Vu la procédure suivante :
Procédure contentieuse antérieure
Mme C... B... a demandé au tribunal administratif de Clermont-Ferrand d'annuler la décision du 28 septembre 2016 par laquelle le directeur général du centre hospitalier universitaire (CHU) de Clermont-Ferrand a refusé de reporter sur l'année en cours les droits à congés payés qu'elle avait acquis au titre de l'année 2009.
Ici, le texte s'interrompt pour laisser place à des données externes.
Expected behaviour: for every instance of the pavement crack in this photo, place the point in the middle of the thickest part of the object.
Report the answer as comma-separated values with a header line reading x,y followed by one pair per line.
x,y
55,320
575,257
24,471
Par jugement n° 1601998 lu le 3 octobre 2018, le tribunal administratif de Clermont-Ferrand a fait droit à sa demande à fin d'annulation et a enjoint au directeur général de l'établissement de lui accorder le report des jours de congés acquis au titre de l'année 2009, compte tenu de la répartition de ce solde entre les jours rémunérés et les jours déposés sur son compte épargne temps (CET).
Procédure devant la cour
Par une requête enregistrée le 29 novembre 2018, le CHU de Clermont-Ferrand, représenté par Me A..., demande à la cour d'annuler ce jugement et de rejeter la demande de Mme B....
Il soutient que :
- le jugement est irrégulier dès lors que le tribunal a omis de statuer sur l'alimentation du compte épargne temps ;
- la position statutaire de disponibilité d'office fait obstacle au report des congés annuels et ne génère pas des droits à congés ; la cour peut, le cas échéant, poser une question préjudicielle à la Cour de Justice de l'Union Européenne sur l'articulation avec le droit au report ;
- au-delà d'un délai de quinze mois, Mme B... était déchue de son droit à report de congés ;
- le jugement est irrégulier dès lors que le tribunal a omis de statuer sur le moyen en défense tiré de la tardiveté de la demande de report de congés de Mme B....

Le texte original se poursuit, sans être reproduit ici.